While the Supreme Court was hearing arguments yesterday about whether the leadership structure of the Consumer Financial Protection Bureau was constitutional or not, the Fifth Circuit Court of Appeals issued its own ruling on the topic, following other Appeals Courts in determining that there is nothing wrong with allowing the director of the agency to only be fired for cause.
A copy of the ruling in the case of CFPB v. All American Check Cashing can be accessed by clicking here.
The defendant had previously petitioned to have the Supreme Court hear arguments in its case while it was waiting for the Fifth Circuit to issue its ruling. It was sued by the CFPB back in 2016 for allegedly engaging in abusive, deceptive, and unfair conduct. The defendant has been fighting the lawsuit ever since.
The Court of Appeals for the District of Columbia in the case of PHH v. CFPB and the Court of Appeals for the Ninth Circuit in the case of CFPB v. Seila Law have each previously ruled that the leadership structure of the CFPB is constitutional. The Supreme Court heard arguments in the Seila Law case yesterday, and likely will once and for all issue a ruling that will bring an end to this argument.

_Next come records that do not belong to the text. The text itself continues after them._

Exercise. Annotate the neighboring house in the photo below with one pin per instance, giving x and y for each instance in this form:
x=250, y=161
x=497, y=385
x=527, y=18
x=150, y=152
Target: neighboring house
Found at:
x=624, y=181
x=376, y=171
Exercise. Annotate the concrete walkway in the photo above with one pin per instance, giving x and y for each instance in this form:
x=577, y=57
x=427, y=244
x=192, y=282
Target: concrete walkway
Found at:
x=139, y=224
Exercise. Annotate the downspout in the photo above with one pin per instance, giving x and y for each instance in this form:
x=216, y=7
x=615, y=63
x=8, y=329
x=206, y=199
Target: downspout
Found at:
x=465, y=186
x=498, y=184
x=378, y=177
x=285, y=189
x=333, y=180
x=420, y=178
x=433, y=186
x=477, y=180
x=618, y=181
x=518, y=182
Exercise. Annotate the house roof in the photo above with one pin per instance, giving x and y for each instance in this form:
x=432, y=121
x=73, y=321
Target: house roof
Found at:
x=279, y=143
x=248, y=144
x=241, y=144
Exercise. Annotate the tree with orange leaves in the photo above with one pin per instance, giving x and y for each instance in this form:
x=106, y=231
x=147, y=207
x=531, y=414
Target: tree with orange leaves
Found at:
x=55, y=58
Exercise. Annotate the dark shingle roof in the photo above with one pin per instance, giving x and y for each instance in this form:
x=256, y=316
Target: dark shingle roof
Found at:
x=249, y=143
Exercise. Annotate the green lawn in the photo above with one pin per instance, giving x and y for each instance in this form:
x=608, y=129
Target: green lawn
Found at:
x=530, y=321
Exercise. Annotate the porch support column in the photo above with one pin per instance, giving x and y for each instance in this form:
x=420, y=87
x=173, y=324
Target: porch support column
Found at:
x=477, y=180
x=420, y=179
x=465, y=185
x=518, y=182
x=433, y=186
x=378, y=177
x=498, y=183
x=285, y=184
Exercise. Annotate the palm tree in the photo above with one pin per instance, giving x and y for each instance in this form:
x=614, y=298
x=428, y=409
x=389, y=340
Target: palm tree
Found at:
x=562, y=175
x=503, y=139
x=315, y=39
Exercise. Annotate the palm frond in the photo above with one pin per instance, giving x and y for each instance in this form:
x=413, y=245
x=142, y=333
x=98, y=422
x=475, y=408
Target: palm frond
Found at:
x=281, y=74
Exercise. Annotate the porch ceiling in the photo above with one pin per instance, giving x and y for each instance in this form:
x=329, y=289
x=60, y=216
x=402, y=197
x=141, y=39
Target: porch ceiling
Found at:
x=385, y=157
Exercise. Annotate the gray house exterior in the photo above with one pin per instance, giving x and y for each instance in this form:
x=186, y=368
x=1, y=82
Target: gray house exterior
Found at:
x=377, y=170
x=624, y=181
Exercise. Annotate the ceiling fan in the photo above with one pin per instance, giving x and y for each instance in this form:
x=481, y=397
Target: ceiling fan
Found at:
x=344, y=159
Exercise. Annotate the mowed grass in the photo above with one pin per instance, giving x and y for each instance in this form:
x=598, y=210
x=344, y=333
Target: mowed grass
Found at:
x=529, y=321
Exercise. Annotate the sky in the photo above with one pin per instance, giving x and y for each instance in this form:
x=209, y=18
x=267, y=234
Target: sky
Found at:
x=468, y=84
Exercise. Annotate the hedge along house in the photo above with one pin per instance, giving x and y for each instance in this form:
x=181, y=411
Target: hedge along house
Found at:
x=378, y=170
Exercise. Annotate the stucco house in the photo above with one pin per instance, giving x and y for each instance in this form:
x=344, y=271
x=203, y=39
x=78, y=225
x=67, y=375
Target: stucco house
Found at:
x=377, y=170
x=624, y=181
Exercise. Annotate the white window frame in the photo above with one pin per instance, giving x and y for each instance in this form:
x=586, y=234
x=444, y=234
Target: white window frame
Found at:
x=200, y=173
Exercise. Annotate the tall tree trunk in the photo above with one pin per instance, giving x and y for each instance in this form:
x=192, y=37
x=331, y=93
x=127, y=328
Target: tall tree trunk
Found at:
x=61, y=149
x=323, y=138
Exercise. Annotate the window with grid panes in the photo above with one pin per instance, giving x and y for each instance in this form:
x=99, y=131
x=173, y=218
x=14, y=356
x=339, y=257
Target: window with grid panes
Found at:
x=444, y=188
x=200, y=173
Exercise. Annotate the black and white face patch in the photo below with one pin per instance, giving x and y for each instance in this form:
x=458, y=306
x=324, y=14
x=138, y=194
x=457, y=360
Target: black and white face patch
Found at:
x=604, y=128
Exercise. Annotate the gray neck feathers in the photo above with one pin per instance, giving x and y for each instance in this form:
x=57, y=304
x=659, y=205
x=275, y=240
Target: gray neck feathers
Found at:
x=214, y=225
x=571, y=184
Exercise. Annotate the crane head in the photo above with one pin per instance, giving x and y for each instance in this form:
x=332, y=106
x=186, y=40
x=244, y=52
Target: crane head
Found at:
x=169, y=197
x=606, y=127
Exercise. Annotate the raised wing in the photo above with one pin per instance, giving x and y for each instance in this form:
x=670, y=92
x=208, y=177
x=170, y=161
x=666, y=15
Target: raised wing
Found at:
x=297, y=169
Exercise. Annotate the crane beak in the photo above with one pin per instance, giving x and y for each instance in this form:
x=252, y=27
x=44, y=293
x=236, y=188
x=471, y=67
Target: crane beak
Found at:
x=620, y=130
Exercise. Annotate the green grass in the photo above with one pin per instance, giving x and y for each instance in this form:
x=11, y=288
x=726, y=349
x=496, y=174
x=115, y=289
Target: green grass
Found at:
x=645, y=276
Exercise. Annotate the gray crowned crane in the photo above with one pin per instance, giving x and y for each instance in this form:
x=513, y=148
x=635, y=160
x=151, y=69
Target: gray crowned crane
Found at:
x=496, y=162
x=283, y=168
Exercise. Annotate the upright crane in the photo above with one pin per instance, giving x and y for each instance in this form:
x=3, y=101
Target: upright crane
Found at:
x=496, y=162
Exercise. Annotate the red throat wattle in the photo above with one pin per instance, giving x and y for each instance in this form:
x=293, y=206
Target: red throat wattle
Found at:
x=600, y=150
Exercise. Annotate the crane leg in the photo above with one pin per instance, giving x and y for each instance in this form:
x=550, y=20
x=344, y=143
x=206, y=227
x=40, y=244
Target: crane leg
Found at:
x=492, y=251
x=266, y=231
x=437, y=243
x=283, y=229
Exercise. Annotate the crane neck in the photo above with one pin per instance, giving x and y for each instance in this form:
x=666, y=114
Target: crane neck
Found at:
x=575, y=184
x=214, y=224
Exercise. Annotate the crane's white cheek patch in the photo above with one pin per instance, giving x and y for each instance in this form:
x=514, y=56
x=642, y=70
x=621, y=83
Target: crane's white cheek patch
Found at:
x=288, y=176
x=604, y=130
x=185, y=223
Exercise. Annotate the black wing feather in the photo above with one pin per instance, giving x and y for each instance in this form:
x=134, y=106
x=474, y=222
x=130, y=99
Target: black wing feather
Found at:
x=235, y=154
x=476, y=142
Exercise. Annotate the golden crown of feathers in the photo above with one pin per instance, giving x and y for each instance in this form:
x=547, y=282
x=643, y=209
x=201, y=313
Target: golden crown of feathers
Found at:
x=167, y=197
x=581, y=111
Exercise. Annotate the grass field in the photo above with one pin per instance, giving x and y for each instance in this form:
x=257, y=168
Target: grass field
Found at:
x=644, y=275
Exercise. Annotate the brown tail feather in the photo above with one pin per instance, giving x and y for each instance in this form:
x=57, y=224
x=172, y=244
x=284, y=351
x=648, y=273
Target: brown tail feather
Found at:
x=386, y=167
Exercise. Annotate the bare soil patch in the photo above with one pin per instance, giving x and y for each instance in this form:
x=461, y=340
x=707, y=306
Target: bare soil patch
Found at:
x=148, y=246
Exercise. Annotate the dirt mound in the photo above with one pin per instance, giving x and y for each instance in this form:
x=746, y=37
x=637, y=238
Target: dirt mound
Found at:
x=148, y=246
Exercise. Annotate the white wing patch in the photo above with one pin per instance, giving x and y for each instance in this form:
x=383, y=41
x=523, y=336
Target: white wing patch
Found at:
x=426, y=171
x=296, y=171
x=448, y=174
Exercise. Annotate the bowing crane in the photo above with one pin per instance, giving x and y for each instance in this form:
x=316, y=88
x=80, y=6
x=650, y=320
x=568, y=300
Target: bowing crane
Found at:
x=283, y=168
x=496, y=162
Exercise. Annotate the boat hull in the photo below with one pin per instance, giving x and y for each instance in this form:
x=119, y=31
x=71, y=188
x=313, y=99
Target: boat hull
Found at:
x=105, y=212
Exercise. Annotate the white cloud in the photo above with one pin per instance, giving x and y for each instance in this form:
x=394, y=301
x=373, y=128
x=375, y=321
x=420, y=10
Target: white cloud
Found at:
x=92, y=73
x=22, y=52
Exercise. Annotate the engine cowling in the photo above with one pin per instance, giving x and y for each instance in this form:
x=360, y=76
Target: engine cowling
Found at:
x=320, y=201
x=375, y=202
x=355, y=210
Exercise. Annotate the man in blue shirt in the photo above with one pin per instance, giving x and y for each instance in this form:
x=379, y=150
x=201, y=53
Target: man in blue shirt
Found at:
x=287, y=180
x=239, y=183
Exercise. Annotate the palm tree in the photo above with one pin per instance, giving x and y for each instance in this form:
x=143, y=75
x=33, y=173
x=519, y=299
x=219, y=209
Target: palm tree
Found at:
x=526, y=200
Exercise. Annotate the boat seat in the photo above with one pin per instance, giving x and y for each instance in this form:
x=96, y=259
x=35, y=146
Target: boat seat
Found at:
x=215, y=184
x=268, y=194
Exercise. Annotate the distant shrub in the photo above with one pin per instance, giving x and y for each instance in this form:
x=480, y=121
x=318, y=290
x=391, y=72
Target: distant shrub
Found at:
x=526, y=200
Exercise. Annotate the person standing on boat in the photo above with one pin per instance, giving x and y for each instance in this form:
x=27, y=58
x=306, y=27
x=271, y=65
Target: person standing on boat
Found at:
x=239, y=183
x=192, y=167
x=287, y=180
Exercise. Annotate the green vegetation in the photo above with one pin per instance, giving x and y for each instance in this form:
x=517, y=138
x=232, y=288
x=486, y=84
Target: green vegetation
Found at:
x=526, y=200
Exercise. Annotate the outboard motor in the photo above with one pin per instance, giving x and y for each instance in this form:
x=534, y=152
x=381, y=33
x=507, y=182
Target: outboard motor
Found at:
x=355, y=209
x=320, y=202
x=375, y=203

“The structure of the CFPB is well within the constitutional lines drawn by the Supreme Court,” wrote Judge Patrick Higginbotham of the Fifth Circuit in yesterday’s ruling. “In the CFPA, Congress gave itself no removal authority. It only imposed a constraint on removal that the Supreme Court has twice read into otherwise silent statutes. And Congress left the decision to remove the CFPB Director to the President alone: Neither Congress nor any subordinate officer plays a role in the President’s exercise of his removal authority. This forecloses the challenge to the constitutionality of the CFPB.”